The Senate Labor and Industrial Relations Committee has approved by a 5-1 vote Senate Bill 217 by State Sen. A.G. Crowe (R-Slidell) which would allow charter schools to refuse to admit students on the basis of their ability to speak English, their sexual orientation or other unspecified factors.
In what must qualify as one of the more asinine comments coming out of the current session, Crowe said the intent of his bill is to prevent bans by executive branch agencies and local governments on discrimination against characteristics not listed in state law as a condition for private companies to do business with their agencies.
Wait. What? Is Sen. A.G. Crowe really advocating a return to Jim Crow?
Apparently so and so are four of the remaining six members. Sen. Dan Martiny (R-Metairie) was not around for the final vote.
Voting in favor, besides committee Chairman Crowe were Sens. Bob Kostelka (R-Monroe), Barrow Peacock (R-Bossier City), Neil Riser (R-Columbia), and Ronnie Johns (R-Lake Charles).
Of the six Republicans on the committee, only Peacock received no significant campaign contributions from either Gov. Bobby Jindal’s campaign or from corporations affiliated with the American Legislative Exchange Council (ALEC).
ALEC is an organization which denies it is a lobbyist, but, headed by Koch Industries, it includes dozens of large national and multi-national corporations who meet with state legislators on a regular basis to draft legislation for state lawmakers to take back home with them for enactment.
Invariably those laws favor corporate tax breaks and cuts to state employee benefits. ALEC also promotes widespread privatization of heretofore public services and advocates school vouchers and private and charter schools over traditional public schools.
It’s really amazing what a little largesse in the right places can do.
Crowe, Kostelka, Riser, Johns and Martiny each received $2,500 from Jindal’s campaign fund in 2011 and the same five received numerous campaign contributions from ALEC-affiliated corporations.
Perhaps Jindal and some of those corporations should demand a pro rata rebate from Martiny for his failure to vote on the bill.
The state Department of Education contracts with those seeking charter schools were the chief examples cited during testimony for Senate Bill 217. Gov. Bobby Jindal did not respond to requests for comment about calls to unilaterally strip the anti-discriminatory language from the department’s contract criteria.
Sen. Ed Murray, the only committee member to vote no on the measure, said the possibility of SB217 becoming law and negating the anti-discriminatory prohibitions in charter school contracts is “really scary.”
Is it really true that Sen. Murray is the only member of the committee to understand that?
“I can’t believe that at the same time we as a Legislature are passing bills that .… allow charter schools to deny admission based solely on a child’s ability to speak English well enough or play basketball well enough,” Murray said.
“The focus is really simple,” Crowe said. “It says stick to the law.”
State law currently forbids discrimination on the basis of race, religion, national ancestry, age, sex or disability but the Department of Education has expanded that to include sex ethnicity, sexual orientation, athletic performance and special need proficiency in the English language or in a foreign language.
Leslie Ellison, of New Orleans, testified she refused to sign a charter school contract with the Department of Education because it required her company to not discriminate against gays, as well as other criteria not listed in state law. She said the department does not have the right to insert its own opinions into a state contract.

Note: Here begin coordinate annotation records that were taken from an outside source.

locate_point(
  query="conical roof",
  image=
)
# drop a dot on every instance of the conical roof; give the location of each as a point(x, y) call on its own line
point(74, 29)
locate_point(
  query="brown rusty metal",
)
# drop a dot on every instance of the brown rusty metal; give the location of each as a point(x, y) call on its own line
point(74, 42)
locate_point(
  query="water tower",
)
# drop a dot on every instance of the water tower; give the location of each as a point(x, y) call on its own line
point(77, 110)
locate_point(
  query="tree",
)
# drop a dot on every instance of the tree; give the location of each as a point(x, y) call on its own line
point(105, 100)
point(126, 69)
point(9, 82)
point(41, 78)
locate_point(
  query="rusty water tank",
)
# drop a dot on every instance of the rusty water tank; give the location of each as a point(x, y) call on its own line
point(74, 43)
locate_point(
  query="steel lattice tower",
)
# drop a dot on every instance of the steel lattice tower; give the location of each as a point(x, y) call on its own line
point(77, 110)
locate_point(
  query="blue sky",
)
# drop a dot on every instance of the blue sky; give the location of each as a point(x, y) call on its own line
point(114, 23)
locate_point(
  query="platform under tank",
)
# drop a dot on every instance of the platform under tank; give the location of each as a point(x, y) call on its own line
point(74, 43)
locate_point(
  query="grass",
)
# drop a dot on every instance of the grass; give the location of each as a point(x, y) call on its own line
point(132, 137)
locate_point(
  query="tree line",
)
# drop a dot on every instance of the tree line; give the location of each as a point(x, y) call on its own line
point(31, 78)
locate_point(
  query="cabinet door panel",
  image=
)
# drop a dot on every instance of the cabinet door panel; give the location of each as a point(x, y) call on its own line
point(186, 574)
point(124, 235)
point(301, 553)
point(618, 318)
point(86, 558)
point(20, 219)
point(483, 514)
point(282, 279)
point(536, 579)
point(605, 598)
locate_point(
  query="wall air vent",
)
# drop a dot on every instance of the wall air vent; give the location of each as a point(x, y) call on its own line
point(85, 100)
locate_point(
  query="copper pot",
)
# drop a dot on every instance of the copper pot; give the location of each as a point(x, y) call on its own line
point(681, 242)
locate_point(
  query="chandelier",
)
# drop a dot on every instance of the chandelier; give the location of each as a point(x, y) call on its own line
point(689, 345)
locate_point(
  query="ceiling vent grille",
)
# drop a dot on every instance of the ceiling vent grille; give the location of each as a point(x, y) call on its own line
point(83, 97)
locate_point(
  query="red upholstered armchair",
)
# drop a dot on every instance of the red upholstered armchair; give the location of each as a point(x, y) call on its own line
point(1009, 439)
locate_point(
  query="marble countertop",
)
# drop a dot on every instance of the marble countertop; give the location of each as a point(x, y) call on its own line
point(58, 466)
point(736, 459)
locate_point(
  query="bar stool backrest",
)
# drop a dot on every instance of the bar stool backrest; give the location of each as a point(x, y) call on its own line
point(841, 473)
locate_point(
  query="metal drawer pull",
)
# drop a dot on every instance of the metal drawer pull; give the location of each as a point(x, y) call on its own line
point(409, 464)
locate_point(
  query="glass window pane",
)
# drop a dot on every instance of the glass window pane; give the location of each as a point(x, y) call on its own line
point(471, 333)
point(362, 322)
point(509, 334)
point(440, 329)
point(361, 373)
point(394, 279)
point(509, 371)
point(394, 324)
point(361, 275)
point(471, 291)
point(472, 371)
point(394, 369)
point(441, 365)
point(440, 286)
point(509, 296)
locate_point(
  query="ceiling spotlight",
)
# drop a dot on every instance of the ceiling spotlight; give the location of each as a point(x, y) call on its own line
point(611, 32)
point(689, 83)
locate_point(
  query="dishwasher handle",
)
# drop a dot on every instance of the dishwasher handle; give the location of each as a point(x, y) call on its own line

Louisiana Family Forum head Gene Mills a message was being sent for Jindal to strip the provision from his Education Department’s contract criteria. Louisiana Family Forum is a coalition of religious groups that lobby the legislature on issues such as teen abstinence and other social issues.
Neither Jindal nor State Superintendent of Education John White responded to requests for comment about the policy but Jindal press secretary Frank Collins said, “We’re against discrimination, but we don’t believe in special protections or rights.”
Education Department spokesperson Rene Greer said the charter authorization provision was under review by the department.
Someone whose name is long since forgotten once said you get what you pay for and apparently ALEC and Jindal are getting their money’s worth from Louisiana legislators they bought…er, supported.